すべてはあの花のために④


 それからいつしかオウは、声が出なくなってた。

 まだ兄貴が死んだ時は、出ていたはずだ。表情だって、まだ動いてた。
 でも、あんまりもう動かなかったかも。多分、どんな顔をして母親と顔を合わせたらいいのか、わからなかったんだろう。


 俺が本名を名前を隠してるのは、一応そんなことがあったから。
 別に俺はそんなこと気にはしなかったけどな。大した被害もなかったし。でも家に、気にする奴がいるからな。

 俺の家が少し遠いのは知ってるか?
 なるべく氷川から遠ざけてやろうと思ったんだ。氷川は、桜よりは百合寄りだから。あいつの母親は入院してるのもそのせい。

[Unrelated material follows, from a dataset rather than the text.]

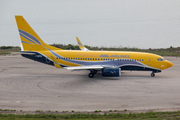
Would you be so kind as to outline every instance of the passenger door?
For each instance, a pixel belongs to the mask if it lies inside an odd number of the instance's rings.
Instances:
[[[152,65],[152,57],[151,56],[148,56],[147,64]]]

 桜方面に入学させたのは、海棠が手を貸してくれたから。
 ミノルの奴も、事情がわからない割に必死に当時の理事長を説得したらしい。今あいつが理事をやってるのは、オウのためでもあるんだろう。


 彼女が入院することになり、俺があいつを引き取った。
 精神的で重症。だから時間がかかるって主治医は言ってた。まあ本当は、時間なんかが解決できるような病気じゃないってことはわかってんだ。

 お嬢ちゃんの言葉を借りるなら、母親の方も強くならなきゃいけねえんだよ。